Escreve, na primeira parte do comentário:
«Vinte anos depois da queda do Muro de Berlim, floresce assim a ideologia contentatória: o comunismo acabou, diz Saramago e repete, com gosto evidente, António Vitorino. Frágil ilusão, contudo, pois continuou a ser possível ser cristão depois da Inquisição, social-democrata depois da votação dos créditos de guerra e mesmo depois do assassinato de Rosa Luxemburgo, e até continuou a ser possível ser economista liberal depois da grande depressão de 1929. Cada experiência trágica tem muitas leituras e nunca ninguém tem a última palavra. Como é possível ser socialista depois da queda da União Soviética e do seu muro, do mesmo modo que é possível – e necessário – ser socialista depois do colapso do subprime e da criminalidade financeira que se tornou deslumbrantemente evidente com a crise de 2008 e 2009.» O que, se bem o leio, significa que a queda do muro foi um mal ou um momento de crise do socialismo – ainda que não torne impossível ser-se socialista, como os males que afectaram o capitalismo não impede que este tenha defensores, ou a Igreja fiéis apesar da Inquisição. A queda do muro teria sido, pois, uma dificuldade ou uma derrota a superar. Esta maneira de ver não se distingue em nada de fundamental da oficialmente sustentada pelo PCP e por todos aqueles para quem a derrocada do regime em vigor na ex-URSS e outros países do “socialismo realmente existente” são um retrocesso histórico e político, a reparar. E diz-nos, bem vistas as coisas, que, embora talvez sejam desejáveis, as liberdades democráticas não são condições essenciais da construção do socialismo, que um regime pode ser socialista ou uma superação avançada do capitalismo ao mesmo tempo que oprime os trabalhadores e o conjunto da população, que uma economia estatizada, colectivamente dirigida e possuída por uma camada burocrática que dispõe dos meios de produção e estabelece os critérios de distribuição, decidindo também do que destina ao consumo (desigual) e ao investimento, é menos opressiva e mais progressista do que a que vigora sob os regimes oligárquicos “ocidentais”.
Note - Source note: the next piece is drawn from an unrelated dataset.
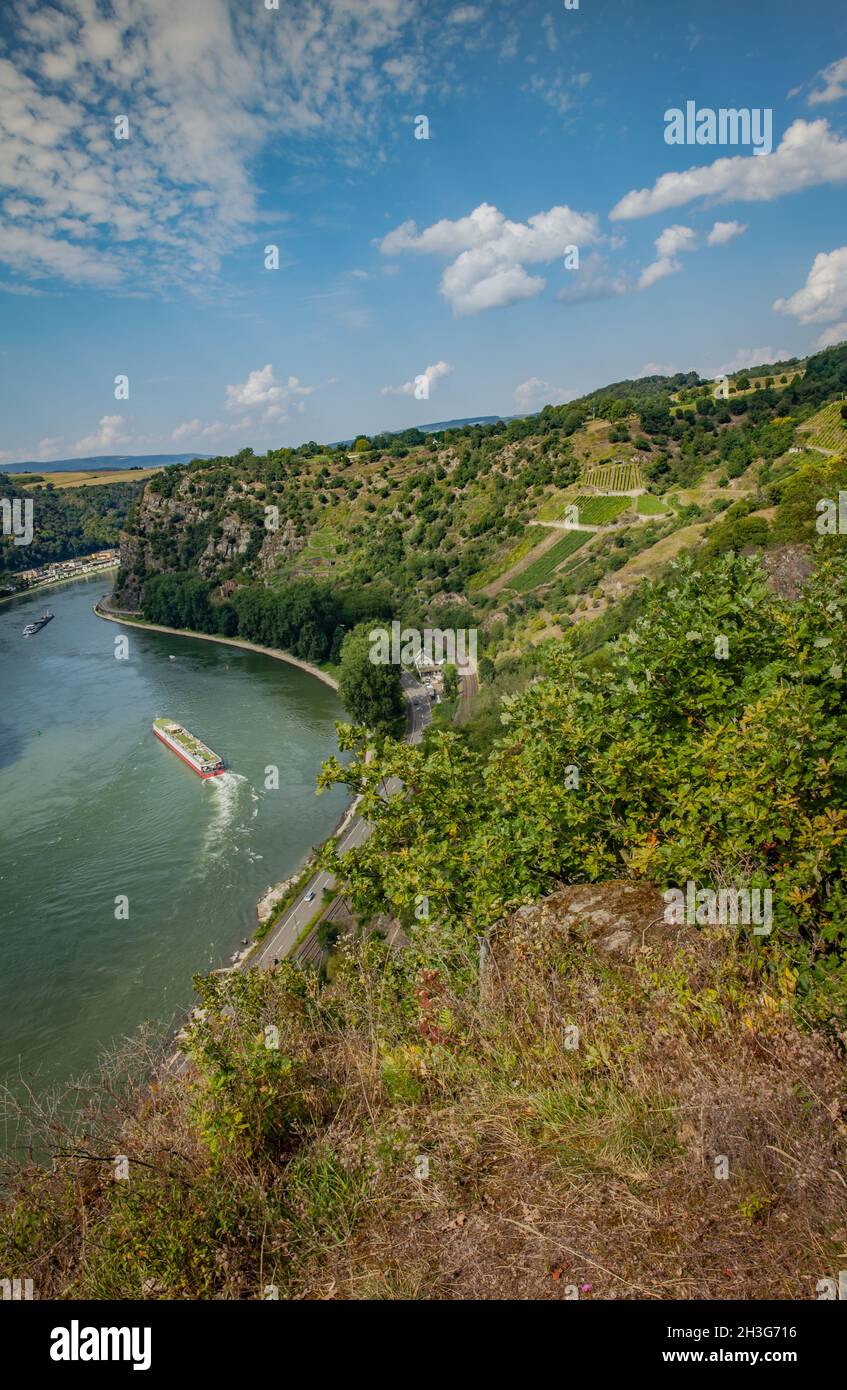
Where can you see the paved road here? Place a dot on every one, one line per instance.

Mas eis que, quando mentalmente nos ocupamos de refutar Louçã, dizendo-lhe que não há socialismo sem democracia, que a democracia é condição necessária do socialismo, etc., eis que FL - depois de um absolutamente inócuo parágrafo sobre a insuficiência dos julgamentos e a necessidade de compreender (cujo autor, creio, é La Palice, apesar de FL não o citar) - parece querer roubar-nos as palavras da boca ou do pensamento, e escreve:
«Compreender a derrocada de uma mentira, de um sistema social esgotado no privilégio e na desigualdade, na repressão e na censura, no militarismo e no Gulag. A queda do Muro foi o episódio final de uma agonia perante a tensão social insuportável. Mas também ensina que o socialismo só pode ser o contrário do Muro: liberdade contra a censura, responsabilidade contra o controlo sindical, todos os direitos sociais, incluindo o pluripartidarismo, a liberdade de formar sindicatos ou de fazer greve.» O que só pode significar que a queda ou derrubamento do Muro, longe de ser um obstáculo que a nossa convicção socialista deve superar pela força da convicção, só pode ser saudada como um momento de libertação, uma ocasião favorável ao combate pela emancipação dos trabalhadores, uma condição de posteriores avanços na luta pelo socialismo democrático (o único concebível, ainda que sob várias formas) ou, se assim se preferir, “democracia socialista”.
Em que ficamos, então? Como devemos avaliar em termos políticos este exercício de, numa só e a mesma breve página, se afirmarem duas teses antgónicas e entre as quais não há síntese dialéctica possível? Será esta a plataforma “dos socialistas de esquerda, mais precisos do que nunca”, que FL invoca nas últimas palavras do seu texto? Será esta a plataforma que FL defende como base do alargamento e reforço do BE?